Adjusting Cache Control

Caching requests and responses is a critical ability. The router enables very detailed control of the cache control policy for the whole graph, as well as subgraphs

Understanding Cache Control

In HTTP, the Cache-Control header is used to define the caching behavior of responses. It tells browsers and intermediary servers how to handle content caching. Some of the common Cache-Control directives include:

  • max-age: Specifies how long (in seconds) a response can be considered fresh.

  • no-cache: Forces caches to submit the request to the origin server for validation before serving the cached copy.

  • no-store: Prevents the storage of any part of the response by caches.

Additionally, Expires is an older header used to specify an exact expiration time for cached content. If both Cache-Control and Expires are present, Cache-Control takes precedence.Cache Control Policy

To enable a restrictive cache control policy, insert the following snippet into your config.yaml file and adjust it according to your needs.

# config.yaml

# See https://cosmo-docs.wundergraph.com/router/configuration#config-file
# for the full list of configuration options.

cache_control_policy:
  enabled: true
  value: "max-age=180, public"
  subgraphs:
    - name: "products"
      value: "max-age=60, public"
    - name: "pricing"
      value: "no-cache"

Restrictive Cache Control Policy

The cache control policy algorithm ensures that the strictest caching policy from all subgraphs is applied when propagating the Cache-Control header (and related ones, such as Expires). This is critical for cases where different subgraphs have varying caching requirements, and you want to ensure that sensitive or time-sensitive data is properly handled.

This policy doesn't need to be set for the entire federation, you can decide to only apply the restrictive cache control policy to a subgraph. In order to do that, just set enabled: false in your cache_control_policy configuration

The algorithm evaluates the following in order:

  1. no-cache and no-store directives take priority, and these will override any other directives.

  2. max-age values: The smallest max-age value from any subgraph (or the default, if specified in the configuration) is selected.

  3. Expires header: The earliest expiration date will be used if Expires headers are provided.

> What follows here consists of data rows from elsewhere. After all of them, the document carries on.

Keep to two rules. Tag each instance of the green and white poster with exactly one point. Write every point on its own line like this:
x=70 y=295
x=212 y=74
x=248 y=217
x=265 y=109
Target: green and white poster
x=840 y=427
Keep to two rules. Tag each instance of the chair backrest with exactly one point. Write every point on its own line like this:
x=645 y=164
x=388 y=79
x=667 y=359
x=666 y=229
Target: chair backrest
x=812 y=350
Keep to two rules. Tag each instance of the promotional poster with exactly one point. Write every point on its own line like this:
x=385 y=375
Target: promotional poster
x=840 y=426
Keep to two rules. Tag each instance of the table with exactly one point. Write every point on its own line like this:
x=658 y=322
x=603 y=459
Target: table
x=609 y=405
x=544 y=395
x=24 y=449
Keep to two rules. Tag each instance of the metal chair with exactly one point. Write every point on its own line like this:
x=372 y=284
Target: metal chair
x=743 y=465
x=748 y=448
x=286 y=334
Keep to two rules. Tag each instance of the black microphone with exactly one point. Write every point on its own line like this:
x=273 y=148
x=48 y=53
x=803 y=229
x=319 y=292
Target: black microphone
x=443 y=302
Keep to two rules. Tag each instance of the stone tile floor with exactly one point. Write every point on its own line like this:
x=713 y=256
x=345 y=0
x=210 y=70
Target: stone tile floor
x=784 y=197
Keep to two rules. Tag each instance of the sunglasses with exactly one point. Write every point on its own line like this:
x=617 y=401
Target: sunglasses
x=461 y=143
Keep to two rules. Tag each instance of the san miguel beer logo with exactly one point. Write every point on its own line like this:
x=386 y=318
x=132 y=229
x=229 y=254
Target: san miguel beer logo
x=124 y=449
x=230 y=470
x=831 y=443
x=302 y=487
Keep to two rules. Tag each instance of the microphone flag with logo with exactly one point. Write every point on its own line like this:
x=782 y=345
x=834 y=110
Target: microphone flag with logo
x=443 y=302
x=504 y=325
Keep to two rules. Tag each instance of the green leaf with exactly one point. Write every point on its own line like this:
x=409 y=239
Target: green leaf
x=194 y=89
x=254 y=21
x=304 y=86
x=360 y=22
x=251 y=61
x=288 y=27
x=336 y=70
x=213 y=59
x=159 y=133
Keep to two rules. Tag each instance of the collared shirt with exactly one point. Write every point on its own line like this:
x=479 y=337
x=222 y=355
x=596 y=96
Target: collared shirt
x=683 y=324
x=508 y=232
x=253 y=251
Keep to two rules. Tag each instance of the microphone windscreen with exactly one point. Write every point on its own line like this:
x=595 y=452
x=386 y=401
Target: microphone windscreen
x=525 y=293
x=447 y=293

no-cache/no-store Wins: When any subgraph returns no-cache or no-store directives, they will take precedence over all other cache settings, regardless of max-age values. This guarantees that sensitive data will not be stored in caches, providing an extra layer of security.

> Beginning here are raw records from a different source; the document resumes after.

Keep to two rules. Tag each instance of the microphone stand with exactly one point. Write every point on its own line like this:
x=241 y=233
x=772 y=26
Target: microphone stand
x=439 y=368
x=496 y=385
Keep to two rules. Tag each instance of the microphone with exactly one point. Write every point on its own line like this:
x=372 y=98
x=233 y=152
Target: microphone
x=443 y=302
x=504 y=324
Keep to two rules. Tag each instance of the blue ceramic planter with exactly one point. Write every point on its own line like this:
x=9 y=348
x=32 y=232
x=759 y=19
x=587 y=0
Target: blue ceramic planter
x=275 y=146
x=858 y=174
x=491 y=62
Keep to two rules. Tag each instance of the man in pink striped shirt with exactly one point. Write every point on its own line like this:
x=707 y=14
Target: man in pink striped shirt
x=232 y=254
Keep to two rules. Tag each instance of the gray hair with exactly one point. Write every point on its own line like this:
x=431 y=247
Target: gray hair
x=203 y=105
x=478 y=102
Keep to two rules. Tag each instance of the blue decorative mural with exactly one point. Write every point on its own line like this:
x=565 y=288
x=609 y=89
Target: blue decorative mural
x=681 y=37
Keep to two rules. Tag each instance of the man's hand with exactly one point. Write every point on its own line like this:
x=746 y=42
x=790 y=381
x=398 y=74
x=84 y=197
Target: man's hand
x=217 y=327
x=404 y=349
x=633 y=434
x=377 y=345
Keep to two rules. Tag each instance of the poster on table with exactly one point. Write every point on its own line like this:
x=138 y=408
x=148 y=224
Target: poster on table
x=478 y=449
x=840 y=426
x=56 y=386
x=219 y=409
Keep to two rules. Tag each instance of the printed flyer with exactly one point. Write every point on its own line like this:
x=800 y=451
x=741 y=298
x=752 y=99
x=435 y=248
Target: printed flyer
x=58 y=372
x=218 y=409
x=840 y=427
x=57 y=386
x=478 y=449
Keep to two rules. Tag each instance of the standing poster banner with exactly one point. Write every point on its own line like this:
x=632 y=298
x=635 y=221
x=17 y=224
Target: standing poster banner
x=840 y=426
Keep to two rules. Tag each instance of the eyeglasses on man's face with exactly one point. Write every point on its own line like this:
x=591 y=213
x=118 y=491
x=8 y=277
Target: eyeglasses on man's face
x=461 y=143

Mutation Requests Automatically Set no-cache: If a global cache control policy is enabled, we will automatically set Cache-Control: no-cache to GraphQL mutation request for security reasons, ensuring that mutation results are never cached.

Example Scenarios:

Scenario 1: Global Default + Subgraph Specific max-age

  • Global Default: Cache-Control: max-age=600 (10 minutes)

  • Subgraph A: Cache-Control: max-age=300 (5 minutes)

  • Subgraph B: No cache control specified

    • Result: Cache-Control: max-age=300, since Subgraph A’s max-age=300 is more restrictive than the global default.

Scenario 2: Subgraph-Specific no-cache with Global Default

  • Global Default: Cache-Control: max-age=600

  • Subgraph A: Cache-Control: no-cache

  • Subgraph B: Cache-Control: max-age=300

    • Result: Cache-Control: no-cache overrides everything due to its strictness.

Scenario 3: Expires in Subgraphs

  • Subgraph A: Cache-Control: max-age=300, Expires=Wed, 15 Sep 2024 18:00:00 GMT

  • Subgraph B: Cache-Control: max-age=600, Expires=Wed, 15 Sep 2024 17:00:00 GMT

    • Result: The response uses Expires=Wed, 15 Sep 2024 17:00:00 GMT, the earlier expiration time.

Scenario 4: Combining Global Defaults with no-cache

  • Global Default: Cache-Control: max-age=600

  • Subgraph A: Cache-Control: no-store

  • Subgraph B: No cache control set

    • Result: Cache-Control: no-store takes precedence, as it’s stricter than the global default.

Scenario 5: No global default

  • Global: enabled: false

  • Subgraph A: no cache control set

  • Subgraph B: Cache-Control: max-age=300

    • Result: Any requests which access subgraph B will have Cache-Control: max-age=300set, but requests which don't access subgraph B won't have any cache-control set

By combining these mechanisms, the algorithm ensures that data handling adheres to the strictest cache control settings from all subgraph responses, promoting both security and performance integrity. Users can define global defaults to enforce a baseline cache policy, and can rely on no-cache or no-store directives for security sensitive subgraphs.

Overriding Cache Control Policy

By using the set operation in their header propagation rules, users can overwrite the cache control policy if necessary.

For example, a configuration can be set like:

cache_control_policy:
  enabled: true
  value: "max-age=180, public"
  
headers:
 subgraphs:
    specific-subgraph: # Will only affect this subgraph
      response:
        - op: "set"
          name: "Cache-Control"
          value: "max-age=5400"

For this configuration, any request which hits the specific-subgraph will have the desired subgraph cache control value set (max-age=5400).